Broadcasting pink noise through your car stereo system is certainly one way to start getting a "look" at what how your system sounds. If you do that, you will want a microphone with a reasonably flat frequency response and an RTA that can display a spectrum in octave or third-octave bands, like SignalScope Pro. Pink noise should have a flat spectrum on an octave band analyzer.
An alternative to pink noise is white noise, which will have a flat spectrum on a narrowband (FFT) analyzer, like the one in either SignalScope or SignalScope Pro. FFT analysis lets you see the spectrum with higher resolution, particularly at higher frequencies.
In either case, I don't recommend using the built-in mic on your PowerBook. If you want an inexpensive measurement mic, you might want to consider the Nady CM100 or the Behringer ECM8000, both of which are electret condenser mics.
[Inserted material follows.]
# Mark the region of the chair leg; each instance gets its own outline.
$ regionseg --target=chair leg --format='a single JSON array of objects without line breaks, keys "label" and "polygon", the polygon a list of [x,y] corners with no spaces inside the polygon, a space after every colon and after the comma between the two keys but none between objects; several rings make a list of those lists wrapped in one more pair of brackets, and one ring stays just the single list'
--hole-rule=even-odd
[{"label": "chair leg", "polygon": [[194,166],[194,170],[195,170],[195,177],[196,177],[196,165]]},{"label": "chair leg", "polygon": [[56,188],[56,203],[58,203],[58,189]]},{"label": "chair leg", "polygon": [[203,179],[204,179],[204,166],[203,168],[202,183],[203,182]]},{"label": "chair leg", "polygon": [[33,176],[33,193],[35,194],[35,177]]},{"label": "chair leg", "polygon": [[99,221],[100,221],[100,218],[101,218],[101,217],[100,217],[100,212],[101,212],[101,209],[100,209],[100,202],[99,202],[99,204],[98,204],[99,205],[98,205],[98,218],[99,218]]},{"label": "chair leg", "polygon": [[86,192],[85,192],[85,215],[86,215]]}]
You will also need an audio interface with at least one built-in mic preamp that offers phantom power for the microphone. I would recommend the Echo AudioFire 4 (www.echoaudio.com
) or the Edirol FA-66 (www.edirol.com
). Either will connect to your PowerBook via FireWire cable without requiring a separate power supply.
If you need to generate a white or pink noise signal, take a look at SignalSuite, as well. If you can't connect the audio output of your PowerBook directly to your car stereo, you can use SignalSuite to generate an audio file containing the test signal, which can then be burned to a CD.
I hope this helps you get started.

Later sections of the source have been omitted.